Jörg Stempel: Wer im Westen sozialisiert oder auch einfach nicht mehr ganz
jung ist, kann mit dem Namen Amiga heute sicher wenig anfangen. Natürlich
gibt es auch unter den Westdeutschen Musikfreaks, die genau wissen, welches
Repertoire bei Amiga erschienen ist. In der Regel ist der Name einer
Plattenfirma für Konsumenten jedoch völlig uninteressant.
Na ja, wer in der DDR aufwuchs, für den ist Amiga quasi ein Synonym für
Ostschallplatte, wenn nicht für Ostmusik. Das (Ost-)Magazin Super Illu
verortet bei Amiga gar das musikalische Vermächtnis der DDR.
Das ist nicht ganz falsch, weil Amiga das komplette Programm der
Unterhaltungsmusik veröffentlichte: vom Kinderlied über Schlager und Jazz
bis zum Rock. Damit sind die Leute aufgewachsen, egal wie sie es fanden.
Der Schauspieler und Sänger Jan Josef Liefers hat zwei Alben mit Coversongs
veröffentlicht, die er „Soundtrack meiner Kindheit“ nannte, weil er die
Songs von Puhdys oder Lift als Jugendlicher aus dem Elternhaus kannte und
mit ihnen Erinnerungen verbindet.
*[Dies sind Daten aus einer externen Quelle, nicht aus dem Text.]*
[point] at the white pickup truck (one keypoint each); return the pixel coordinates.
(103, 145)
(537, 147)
Flake von Rammstein erzählte neulich
wiederum, dass er als junger Punk in der DDR die Puhdys und Karat schon aus
Imagegründen gehasst habe. Heute gebe er aber zu, dass die Bands auch gute
Musik gemacht hätten. Im Rückblick wird die Musik oft neutraler bewertet,
stärker nach Qualität als nach Fankriterien.
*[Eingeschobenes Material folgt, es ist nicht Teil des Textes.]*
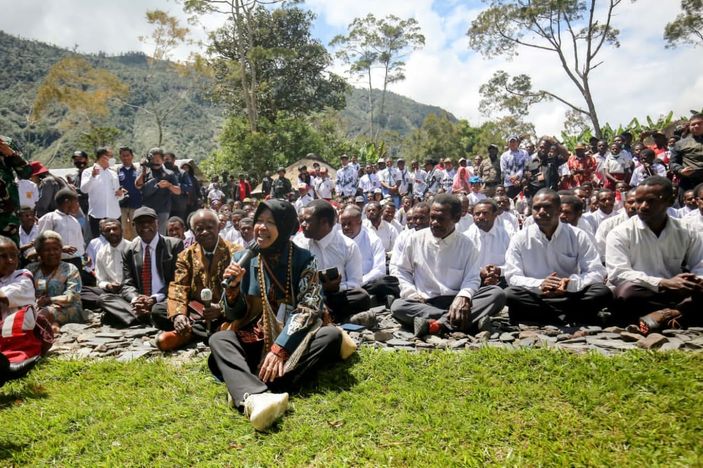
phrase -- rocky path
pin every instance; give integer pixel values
(95, 341)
Trotzdem muss man sagen, dass sich die musikalische Vielfalt der DDR nicht
komplett bei Amiga wiederfand. Wolf Biermann etwa oder ein Großteil der
Punkbandszene fehlen.
Die wichtigsten Punkbands sind Ende der 1980er sogar auf Amiga erschienen,
aber die Bandbreite dieser Szene haben die Veröffentlichungen nicht
widergespiegelt. Als Plattenfirma in der DDR befand sich Amiga in einer
besonderen Situation. Wer seine Musik in Rille gepresst haben wollte,
musste zu uns. Da gab es – wie in allen Medienbereichen – natürlich Dinge,
mit denen du als Künstler nicht durchkamst. Vor allem wenn es politisch
anti DDR ging. Allerdings war der Einfluss der Stasi auf die
Plattenproduktionen nicht annähernd so groß, wie oft behauptet wurde.
Wie meinen Sie das?
Dass jeder brisante Text vorher in einem Stasibüro landete, ist einfach
Bullshit. Bei uns war es jedenfalls nicht so, im Lektorat des DDR-Rundfunks
ging es da möglicherweise strenger zu. Aber das Klischee ist bis heute sehr
verbreitet, wozu auch undifferenzierte Artikel von Journalisten, die selbst
aus dem Osten stammen, beigetragen haben.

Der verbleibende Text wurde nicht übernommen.